Did the rejection hurt him so bad that he couldn’t take it anymore? This question has left the Indian cricket world in a tizzy as R Ashwin – India’s second highest Test wicket-taker – announced his shock retirement from international cricket on a rain-soaked Tuesday afternoon in Brisbane.
This wasn’t in the script for the 537-wicket man. It wasn’t too long ago that Ashwin had said he would retire the day he goes past Anil Kumble’s record of 619 Test wickets. Over the years, he had accepted the fact that Ravindra Jadeja would play ahead of him in overseas Tests because of the latter’s spunk with the bat. But was being downgraded to the No. 2 off-spinner in a touring party behind Washington Sundar the last straw?
Rejections are something Ashwin had learned to live with as a young cricketer. He was still learning the ropes when he was rejected midway through a trial match at the India Pistons ground in Chennai. The coach told him he need not turn up for the second day of the game.
Then, during his first year as a Chennai Super Kings player, an official told him to vacate the team hotel and not come back, till he was recalled.
At that point it did hurt, but it didn’t break Ashwin. “Believe me, there is nobody in this world who will tell you he has not been rejected – be it Sachin Tendulkar or Don Bradman – they’ve all faced rejections. As for me, facing rejections was the biggest learning curve I had, I have embraced it and tried to learn from it,” Ashwin told TOI during a recent interview.
It was probably a deep conviction in his craft that helped Ashwin soldier on for so long. A slightly confused teenager who wasn’t sure whether he would become a batter or a pace bowler, ended up becoming a spinner when a back injury almost finished his playing career.
“I don’t know if I am an accidental spinner. But honestly, I think whatever happened, happened for the right reasons. Maybe this was my destiny, and I just had all these things that had to happen so that I could turn into a spinner,” Ashwin said.
For the offie, spin bowling became an “expression of an art form”. He treated it “like a software that continuously needed upgradation”.
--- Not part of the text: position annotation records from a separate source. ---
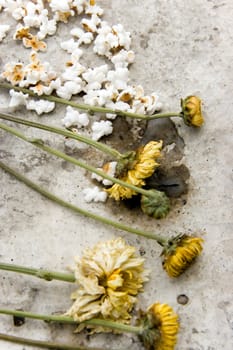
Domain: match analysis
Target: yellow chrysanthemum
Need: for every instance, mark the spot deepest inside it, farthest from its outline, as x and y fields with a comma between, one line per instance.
x=191, y=111
x=166, y=322
x=179, y=254
x=143, y=167
x=109, y=276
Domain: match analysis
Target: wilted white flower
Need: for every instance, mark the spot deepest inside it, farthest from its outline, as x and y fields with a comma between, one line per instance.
x=94, y=194
x=41, y=106
x=109, y=276
x=47, y=27
x=4, y=28
x=74, y=117
x=100, y=129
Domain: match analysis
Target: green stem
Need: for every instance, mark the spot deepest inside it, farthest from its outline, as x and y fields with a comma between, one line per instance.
x=40, y=273
x=41, y=343
x=65, y=319
x=39, y=143
x=45, y=193
x=102, y=147
x=89, y=108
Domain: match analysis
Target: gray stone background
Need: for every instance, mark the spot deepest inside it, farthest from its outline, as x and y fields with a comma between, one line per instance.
x=182, y=47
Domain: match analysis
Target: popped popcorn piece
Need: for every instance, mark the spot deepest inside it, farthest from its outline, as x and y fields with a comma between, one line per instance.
x=41, y=89
x=33, y=14
x=95, y=77
x=73, y=71
x=4, y=28
x=90, y=25
x=83, y=37
x=34, y=43
x=22, y=32
x=74, y=117
x=60, y=5
x=14, y=73
x=100, y=97
x=17, y=99
x=151, y=103
x=70, y=88
x=118, y=78
x=123, y=58
x=40, y=106
x=47, y=27
x=94, y=194
x=94, y=10
x=101, y=128
x=69, y=45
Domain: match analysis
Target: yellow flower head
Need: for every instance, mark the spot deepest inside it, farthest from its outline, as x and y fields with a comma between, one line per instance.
x=141, y=167
x=179, y=253
x=191, y=111
x=110, y=276
x=14, y=73
x=160, y=327
x=34, y=43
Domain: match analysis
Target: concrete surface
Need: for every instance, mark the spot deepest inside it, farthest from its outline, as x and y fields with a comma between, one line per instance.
x=181, y=47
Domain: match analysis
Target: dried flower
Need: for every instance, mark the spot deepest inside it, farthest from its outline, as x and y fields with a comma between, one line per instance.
x=140, y=167
x=191, y=111
x=161, y=327
x=110, y=276
x=179, y=253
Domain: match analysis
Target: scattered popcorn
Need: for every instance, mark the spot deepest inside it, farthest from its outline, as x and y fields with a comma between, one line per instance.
x=94, y=10
x=60, y=5
x=69, y=45
x=4, y=28
x=17, y=99
x=74, y=117
x=70, y=88
x=94, y=195
x=83, y=37
x=123, y=58
x=118, y=78
x=14, y=73
x=100, y=129
x=40, y=106
x=47, y=27
x=95, y=77
x=90, y=25
x=34, y=43
x=73, y=71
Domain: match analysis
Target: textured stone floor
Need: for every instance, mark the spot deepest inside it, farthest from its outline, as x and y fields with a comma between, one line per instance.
x=181, y=48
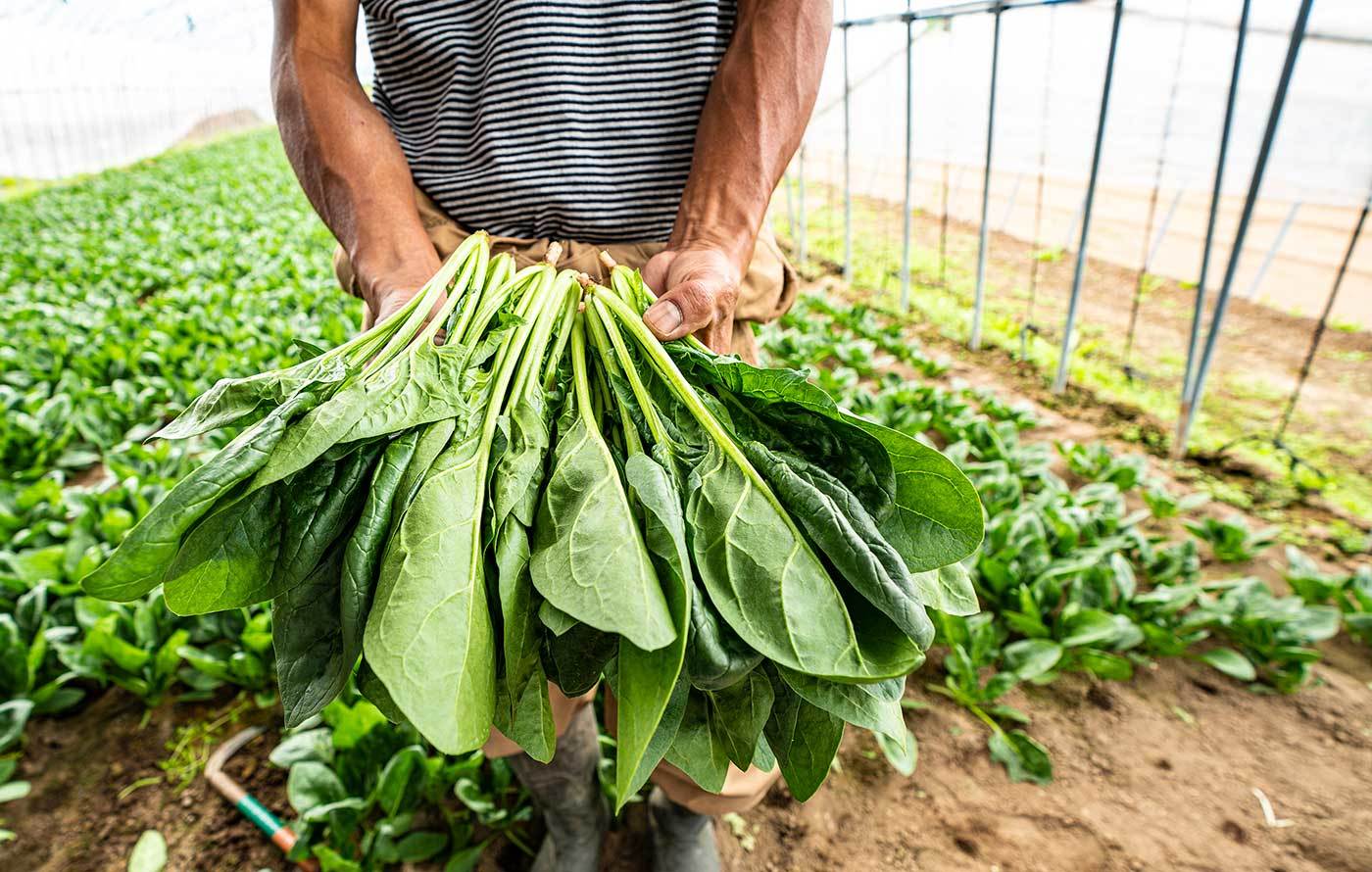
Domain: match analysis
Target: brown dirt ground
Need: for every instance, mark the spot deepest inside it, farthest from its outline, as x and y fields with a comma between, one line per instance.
x=75, y=821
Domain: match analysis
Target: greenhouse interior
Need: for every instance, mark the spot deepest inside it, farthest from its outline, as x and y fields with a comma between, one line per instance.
x=686, y=435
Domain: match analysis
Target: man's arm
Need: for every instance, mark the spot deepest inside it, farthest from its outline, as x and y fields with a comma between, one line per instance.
x=345, y=154
x=750, y=127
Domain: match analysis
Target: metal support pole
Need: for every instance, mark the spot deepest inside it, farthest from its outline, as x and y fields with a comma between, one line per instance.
x=1323, y=323
x=1194, y=342
x=848, y=188
x=909, y=162
x=985, y=192
x=1146, y=255
x=1190, y=406
x=1272, y=251
x=800, y=203
x=1059, y=381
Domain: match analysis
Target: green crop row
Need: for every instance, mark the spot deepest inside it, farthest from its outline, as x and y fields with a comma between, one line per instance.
x=132, y=292
x=1072, y=579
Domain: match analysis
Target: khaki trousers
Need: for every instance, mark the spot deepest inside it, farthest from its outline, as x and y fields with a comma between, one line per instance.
x=767, y=291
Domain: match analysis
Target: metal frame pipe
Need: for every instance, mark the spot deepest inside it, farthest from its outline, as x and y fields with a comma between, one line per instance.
x=909, y=161
x=1324, y=322
x=985, y=189
x=1059, y=381
x=1190, y=406
x=1198, y=315
x=949, y=11
x=848, y=189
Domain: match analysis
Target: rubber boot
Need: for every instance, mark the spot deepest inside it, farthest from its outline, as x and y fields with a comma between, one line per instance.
x=682, y=840
x=569, y=799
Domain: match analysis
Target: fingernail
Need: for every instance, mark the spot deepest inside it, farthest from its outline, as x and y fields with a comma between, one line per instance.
x=662, y=316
While those tireless hours of working on the stock-ball – the off-break – always remained, his love of experimentation grew. One of the first from his armory was the carrom ball in 2010, a mystery weapon that Sri Lankan spinner Ajantha Mendis had used against India two years earlier. “I had seen Ajantha in a camp in Chennai when he was nowhere close to the national team. He was bowling that delivery and pitching it with the same incredible regularity that we used to try in street cricket and fail. I parked that idea in me and when I saw Ajantha doing it for Lanka, I knew I had to try it,” Ashwin said.
That was the willingness of a boy in his early 20s to learn new things. But even as he grew older, Ashwin had to come up with new tricks without compromising on his primary weapon, the off break. There were rough patches along the way. In 2013, sections of the media started calling him “the scientist” when things didn’t go his way.
“I have a creative side, a deep-thinking side to me. And sometimes when I want to share those stuff and talk about it to people, you don’t often find synergies. So sometimes I felt that’s been a stumbling block and people have misunderstood me for that,” Ashwin tried to explain his tendency to polarize opinion over the years.
But that never stopped him from becoming one of India’s greatest match-winners, especially at home. Making the most of spin-friendly conditions, his partnership with Ravindra Jadeja has yielded an incredible 856 Test wickets, making them one of the most lethal duos of all time.
“I am jealous of his abilities but totally admire him. I have learned to admire him for the last 4-5 years… Sometimes when you are in the race along with your co-cricketers, you want to get ahead of one another even inside It’s like brothers going up in arms. That admiration has gone one step higher. totally inspired by what he has done,” was how Ashwin explained his admiration for a man who often kept him out of the Indian XI on international assignments, even for one last time in Brisbane.